While some stayed in St Catz to continue their courses, our Law School Preparation students visited the UK’s central criminal court yesterday to get a taste of the real-life court environment and its procedures. The Old Bailey in London deals with the most serious criminal cases in the region of Greater London, and in exceptional circumstances takes in those of the rest of England and Wales as well.
Yesterday, students braced themselves to hear about a series of grim and gruesome murders, armed robberies, and acts of terrorism. For example, they sat in on the sentencing of Royal Marine Ciaran Maxwell, an Irish Republican accused of making 14 pipe bombs for use against British police officers and military staff. The soldier, who appeared at the trial via a live feed from Woodhill Prison in Milton Keynes, admits preparing acts of terrorism.

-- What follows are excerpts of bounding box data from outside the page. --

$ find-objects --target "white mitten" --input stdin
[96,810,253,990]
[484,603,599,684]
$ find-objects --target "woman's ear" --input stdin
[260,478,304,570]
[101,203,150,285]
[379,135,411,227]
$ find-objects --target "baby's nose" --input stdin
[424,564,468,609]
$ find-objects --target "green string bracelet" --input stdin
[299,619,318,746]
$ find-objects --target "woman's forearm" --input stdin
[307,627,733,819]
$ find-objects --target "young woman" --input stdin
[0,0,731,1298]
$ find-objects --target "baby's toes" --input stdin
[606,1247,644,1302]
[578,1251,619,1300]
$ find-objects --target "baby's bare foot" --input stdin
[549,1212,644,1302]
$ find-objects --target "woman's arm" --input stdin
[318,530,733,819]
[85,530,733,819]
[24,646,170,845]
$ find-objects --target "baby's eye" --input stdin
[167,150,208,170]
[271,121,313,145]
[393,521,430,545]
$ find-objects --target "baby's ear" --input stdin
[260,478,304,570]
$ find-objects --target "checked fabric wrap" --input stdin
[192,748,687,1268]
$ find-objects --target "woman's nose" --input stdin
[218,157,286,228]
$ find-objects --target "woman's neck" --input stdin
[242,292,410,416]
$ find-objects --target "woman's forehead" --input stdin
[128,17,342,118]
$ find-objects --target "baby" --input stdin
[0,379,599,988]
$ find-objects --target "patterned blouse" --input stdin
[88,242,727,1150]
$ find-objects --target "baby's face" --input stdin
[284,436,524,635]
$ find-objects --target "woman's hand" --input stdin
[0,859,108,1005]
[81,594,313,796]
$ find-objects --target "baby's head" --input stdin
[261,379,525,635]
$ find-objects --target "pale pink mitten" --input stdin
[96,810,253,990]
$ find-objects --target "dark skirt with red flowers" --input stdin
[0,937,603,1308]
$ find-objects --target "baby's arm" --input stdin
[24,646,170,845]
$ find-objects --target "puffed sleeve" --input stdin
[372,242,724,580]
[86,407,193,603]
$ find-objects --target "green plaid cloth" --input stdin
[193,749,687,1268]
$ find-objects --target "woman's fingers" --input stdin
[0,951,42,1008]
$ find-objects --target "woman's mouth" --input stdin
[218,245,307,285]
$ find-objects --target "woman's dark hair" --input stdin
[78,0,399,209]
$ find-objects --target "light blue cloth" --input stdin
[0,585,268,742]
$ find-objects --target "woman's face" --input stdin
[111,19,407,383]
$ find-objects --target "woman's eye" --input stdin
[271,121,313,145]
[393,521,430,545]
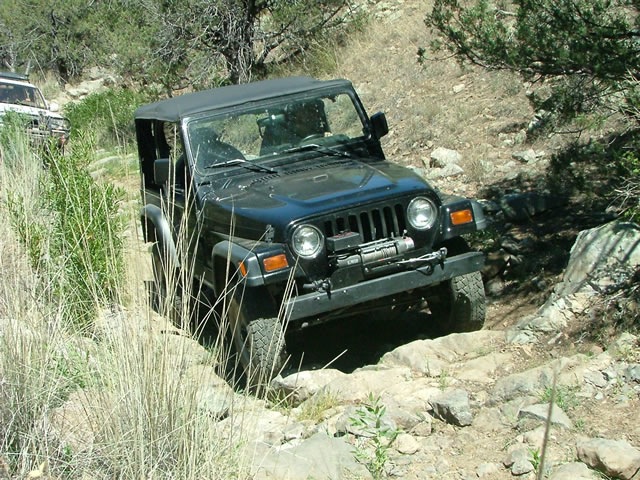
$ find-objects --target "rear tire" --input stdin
[151,242,184,324]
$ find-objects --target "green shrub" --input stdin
[64,88,152,148]
[8,135,124,328]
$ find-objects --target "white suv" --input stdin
[0,72,70,148]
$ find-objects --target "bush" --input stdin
[8,134,124,328]
[65,88,153,148]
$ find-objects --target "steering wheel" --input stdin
[300,133,324,144]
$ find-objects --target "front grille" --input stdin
[324,203,406,242]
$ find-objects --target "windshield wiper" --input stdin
[205,158,278,173]
[282,143,353,158]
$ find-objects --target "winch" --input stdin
[332,236,415,268]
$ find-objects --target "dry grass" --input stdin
[0,135,268,479]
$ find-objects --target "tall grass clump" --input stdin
[0,129,251,480]
[7,131,124,328]
[64,88,156,149]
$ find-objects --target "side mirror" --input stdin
[370,112,389,139]
[153,158,171,185]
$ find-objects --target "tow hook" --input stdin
[302,278,331,296]
[398,247,447,271]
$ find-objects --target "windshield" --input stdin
[186,93,368,174]
[0,82,47,109]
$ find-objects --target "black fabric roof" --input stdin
[134,77,351,122]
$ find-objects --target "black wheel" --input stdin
[427,272,486,333]
[151,242,183,323]
[228,287,287,386]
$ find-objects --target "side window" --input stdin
[162,122,188,186]
[325,94,364,138]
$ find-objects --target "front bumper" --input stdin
[284,252,484,321]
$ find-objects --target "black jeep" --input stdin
[135,77,485,377]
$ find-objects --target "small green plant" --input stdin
[540,385,580,412]
[438,369,450,390]
[8,137,124,328]
[350,394,400,480]
[298,391,339,423]
[529,448,541,472]
[65,88,154,147]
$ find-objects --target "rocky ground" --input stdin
[46,0,640,480]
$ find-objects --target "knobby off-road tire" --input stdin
[151,242,184,323]
[228,288,287,387]
[427,272,486,333]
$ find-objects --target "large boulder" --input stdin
[557,221,640,296]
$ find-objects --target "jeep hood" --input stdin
[201,158,431,241]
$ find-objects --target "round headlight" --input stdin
[407,197,438,230]
[291,225,323,257]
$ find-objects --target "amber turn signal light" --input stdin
[449,208,473,225]
[262,253,289,272]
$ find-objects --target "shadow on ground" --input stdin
[287,311,439,373]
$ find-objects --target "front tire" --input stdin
[228,287,287,387]
[427,272,486,333]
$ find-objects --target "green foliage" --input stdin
[8,137,124,328]
[350,394,400,480]
[540,385,580,412]
[65,88,154,148]
[428,0,640,124]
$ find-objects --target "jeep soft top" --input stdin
[135,77,485,386]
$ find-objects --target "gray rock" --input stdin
[431,147,462,168]
[502,448,535,476]
[476,463,500,478]
[500,192,566,221]
[511,149,538,163]
[518,403,573,429]
[394,433,420,455]
[425,163,464,180]
[624,363,640,382]
[556,221,640,296]
[247,433,372,480]
[431,389,473,427]
[549,462,602,480]
[583,371,607,388]
[576,438,640,480]
[271,368,347,405]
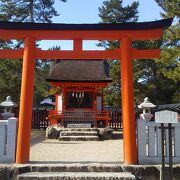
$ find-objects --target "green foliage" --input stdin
[156,0,180,102]
[98,0,180,105]
[0,0,66,105]
[0,0,66,23]
[98,0,139,106]
[0,59,22,102]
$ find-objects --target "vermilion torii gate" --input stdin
[0,19,172,164]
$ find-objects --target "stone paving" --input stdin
[30,130,123,164]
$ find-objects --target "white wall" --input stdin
[57,95,62,111]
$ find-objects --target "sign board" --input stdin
[155,110,178,123]
[67,124,91,128]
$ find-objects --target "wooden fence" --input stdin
[137,119,180,164]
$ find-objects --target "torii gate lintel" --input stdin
[0,19,173,164]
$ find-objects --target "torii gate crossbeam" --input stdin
[0,19,173,164]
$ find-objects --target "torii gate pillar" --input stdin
[16,37,35,164]
[120,37,137,164]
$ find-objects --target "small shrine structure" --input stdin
[47,60,112,127]
[0,18,173,164]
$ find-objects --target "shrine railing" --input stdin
[48,110,111,127]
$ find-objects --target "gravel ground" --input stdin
[30,130,123,164]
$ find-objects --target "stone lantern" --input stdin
[0,96,17,119]
[138,97,156,121]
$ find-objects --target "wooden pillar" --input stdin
[16,37,35,164]
[121,37,137,164]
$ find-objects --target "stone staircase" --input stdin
[59,128,99,141]
[16,164,136,180]
[18,172,135,180]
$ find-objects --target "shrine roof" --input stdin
[0,18,173,30]
[47,60,112,82]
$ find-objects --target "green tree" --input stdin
[155,0,180,102]
[0,0,66,23]
[99,1,179,105]
[98,0,139,106]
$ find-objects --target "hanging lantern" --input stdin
[72,91,75,97]
[82,91,84,98]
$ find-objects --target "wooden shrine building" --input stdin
[0,18,173,164]
[47,60,112,127]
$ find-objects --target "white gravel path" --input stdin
[30,130,123,164]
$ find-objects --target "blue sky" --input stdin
[40,0,162,50]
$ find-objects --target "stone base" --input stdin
[17,172,135,180]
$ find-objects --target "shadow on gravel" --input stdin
[28,161,124,164]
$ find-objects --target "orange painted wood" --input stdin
[16,37,35,163]
[51,82,108,88]
[121,37,137,164]
[73,39,83,52]
[36,47,120,60]
[0,47,160,60]
[0,28,163,40]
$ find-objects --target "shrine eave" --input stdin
[46,78,112,84]
[0,18,173,30]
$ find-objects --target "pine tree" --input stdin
[0,0,66,23]
[155,0,180,102]
[98,0,139,106]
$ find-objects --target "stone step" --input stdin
[17,172,135,180]
[59,136,99,141]
[60,131,98,137]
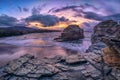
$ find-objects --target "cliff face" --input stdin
[103,39,120,68]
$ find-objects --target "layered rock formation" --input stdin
[91,20,120,44]
[55,25,84,41]
[0,54,87,80]
[103,38,120,69]
[87,20,120,68]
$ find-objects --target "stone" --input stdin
[65,55,87,65]
[103,38,120,68]
[91,20,120,43]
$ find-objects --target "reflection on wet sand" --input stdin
[0,33,90,66]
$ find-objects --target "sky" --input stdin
[0,0,120,27]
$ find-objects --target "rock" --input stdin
[91,20,120,43]
[103,38,120,68]
[66,55,87,65]
[54,25,84,41]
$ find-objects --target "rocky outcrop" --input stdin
[91,20,120,44]
[103,38,120,68]
[55,25,84,41]
[0,54,87,80]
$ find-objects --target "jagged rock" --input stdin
[55,25,84,41]
[86,42,107,53]
[103,38,120,68]
[91,20,120,43]
[65,55,87,64]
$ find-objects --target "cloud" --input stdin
[17,6,29,12]
[0,14,18,26]
[25,14,68,26]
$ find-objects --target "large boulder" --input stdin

Also facing their fates at the Old Bailey yesterday was a gang of cannabis-growers who worked across Kent and Norfolk to produce “industrial quantities” of the illegal drug, raking in over £25 million a year from their enterprise. This case provoked discussion amongst students over the possible benefits of legalising cannabis, a measure proving popular in certain states in the US; legalisation is an alternative policy to the ongoing “war on drugs”, and is thought by its proponents to avoid such negative socio-economic effects as the creation of a permanent underclass of drug criminals, high costs to taxpayers from inflated rates of incarceration, and adverse impact on the livelihoods of the growers themselves.
Back in St Catz, students engaged in battles of their own, putting each other to the mock-sword in a stage-combat workshop.